QUINCY -- Paul Havermale, who is nearing the end of 16 years as 3rd Ward alderman, thinks he missed his last opportunity to steer Quincy out of the trash collection business.
Havermale is not critical of the way city crews handle solid waste collections.
"I think our city workers do a good job and offer a good value for the dollar," Havermale said.
His contention is that those dollars, those expenditures, could be made by private providers, freeing the city of unnecessary costs and allowing a greater focus on keeping up city infrastructure and providing police and fire protection.
"In this economy ... we either have to redo how we offer services or offload to a private option to keep it going. Solid waste (privatization) made the most sense to me because there's a well-documented private option," Havermale said.
Members of the Quincy City Council recently approved doubling the cost of trash stickers to $1.50, charging $5 per month for recycling collections, requiring trash containers at the curb to avoid torn trash bags and offering free yard waste collections for at least a year.
On several votes taken in late January, 11 of the 14 aldermen agreed with those changes. However, several council members have said they are not fans of higher fees, and more of these difficult decisions will be needed.
Alderman Mike Rein, R-5, thinks the price increases will cover the costs of solid waste collections for a while.
"I don't think this is a permanent solution. Maybe it will last for three or four years, I don't know. But there will come a time when the cost of garbage will go up enough that it might be cheaper to do it through a contractor," Rein said.

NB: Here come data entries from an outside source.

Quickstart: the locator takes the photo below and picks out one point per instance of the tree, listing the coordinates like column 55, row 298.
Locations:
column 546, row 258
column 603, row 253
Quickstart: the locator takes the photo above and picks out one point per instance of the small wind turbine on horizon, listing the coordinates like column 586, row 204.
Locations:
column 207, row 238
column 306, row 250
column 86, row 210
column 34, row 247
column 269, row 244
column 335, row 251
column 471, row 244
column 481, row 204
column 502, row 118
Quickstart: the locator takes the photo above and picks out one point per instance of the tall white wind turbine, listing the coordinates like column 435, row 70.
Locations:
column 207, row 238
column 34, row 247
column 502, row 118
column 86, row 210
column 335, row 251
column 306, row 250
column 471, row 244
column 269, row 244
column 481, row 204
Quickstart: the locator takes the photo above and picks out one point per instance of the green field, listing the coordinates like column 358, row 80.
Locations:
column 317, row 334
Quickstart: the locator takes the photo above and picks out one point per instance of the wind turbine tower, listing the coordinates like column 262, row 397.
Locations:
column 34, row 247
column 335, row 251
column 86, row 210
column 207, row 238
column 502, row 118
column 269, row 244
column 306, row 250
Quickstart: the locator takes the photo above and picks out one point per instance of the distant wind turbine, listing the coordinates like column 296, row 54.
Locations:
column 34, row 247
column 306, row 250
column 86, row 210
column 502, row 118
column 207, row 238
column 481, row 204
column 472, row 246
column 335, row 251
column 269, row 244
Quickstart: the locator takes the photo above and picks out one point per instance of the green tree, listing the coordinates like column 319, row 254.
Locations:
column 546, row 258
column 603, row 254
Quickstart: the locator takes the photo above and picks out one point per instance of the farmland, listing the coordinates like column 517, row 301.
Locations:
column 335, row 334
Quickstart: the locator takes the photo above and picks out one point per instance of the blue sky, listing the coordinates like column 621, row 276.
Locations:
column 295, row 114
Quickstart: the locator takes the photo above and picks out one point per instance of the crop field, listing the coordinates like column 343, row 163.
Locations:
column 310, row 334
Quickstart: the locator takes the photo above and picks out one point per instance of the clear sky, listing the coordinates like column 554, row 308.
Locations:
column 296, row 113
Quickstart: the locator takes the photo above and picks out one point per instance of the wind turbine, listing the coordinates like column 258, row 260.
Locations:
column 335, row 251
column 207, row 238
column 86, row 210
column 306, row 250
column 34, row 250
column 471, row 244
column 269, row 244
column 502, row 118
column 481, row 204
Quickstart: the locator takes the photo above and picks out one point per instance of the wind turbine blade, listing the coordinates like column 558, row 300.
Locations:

Alderman Jack Holtschlag, D-7, isn't a fan of turning over trash collections to private haulers. He thinks garbage collection and yard waste collections should continue to be offered by the city.
"We've got to keep some services for the constituents," Holtschlag said.
Alderman Eric Entrup, R-1, said the city's tote program is an often-overlooked option. After paying a $60 purchase fee, the users pay $12.99 per month. City trucks with tote tippers pick up the trash.
Central Services Director Kevin McClean estimates that about 1,200 people are using totes, representing a little less than 10 percent of city households.
"You can probably fit eight to 10 of the small garbage bags in the totes. It saves our guys from having to reach in and pull out heavy bags," McClean said.
Alderman Jeff VanCamp, I-6, said with the $1.50 trash stickers, Quincyans might want to do the math to see if the totes are now the most economical way to handle their trash.
"It also takes care of the complaints from people who say they don't like having to go buy trash stickers," Entrup said.
Recycling is a more complicated issue.
VanCamp hopes to see at least half of Quincyans opt in for the recycling program. Anyone who puts out enough recyclables that their items would fill an additional three bags of trash each month will find it worthwhile to pay the $5 fee for recycling, VanCamp said.
"We heard loud and clear at the town hall meetings that people wanted to keep that recycling program," VanCamp said.
Rein is not certain there will be enough support to make recycling a paying proposition. He's willing to see what happens.
"I was surprised to see what Rolla (Mo.) is doing and how they're making money at recycling," Rein said.
Brady Wilson, Quincy's first recycling manager, told The Herald-Whig that the city of 20,000 has made a minimum of $250,000 in recent years operating its own municipal recycling program.
"The council is being told that nobody wants (recyclables). We have a mayor and city staff to do that homework," Rein said.
Although the contract with Quincy Recycle represents a cost to the city at this time, VanCamp thinks the market will recover and in some future contract the city may start getting paid for recyclables.
Rein expects that aluminum cans always will be worth recycling and cardboard has a ready market. There is little market for plastics at this time. There are a few markets for glass, but some recycling companies avoid glass because of injuries that drive up costs.
In coming months, city officials say the number of people who opt in for recycling will tell part of the tale on solid waste costs. Those who opt in will be paying utility fees. Those who don't will be putting more items in trash bags, which require $1.50 stickers.
It will take longer to determine whether a yard waste program without additional fees can continue.
Alderman Dave Bauer, D-2, would like to see the city go at least a couple of years before considering any fees or stickers for yard waste.
"We have a lot of residents who pick up leaves and debris from their yards that's not really theirs," Bauer said.
Yard waste may come from trees along rights of way or from neighboring properties.
"I think it's good for the city to get leaves and grass clippings picked up, otherwise they end up in the sewer and then we have to clean them out," Bauer said.
Aldermen say all three collection programs -- garbage, recycling and yard waste -- should be good for at least a while.
It will be up to future councils to watch the math and see when city costs exceed the revenue. Then it will be time to either increase fees or hand off the programs to private haulers.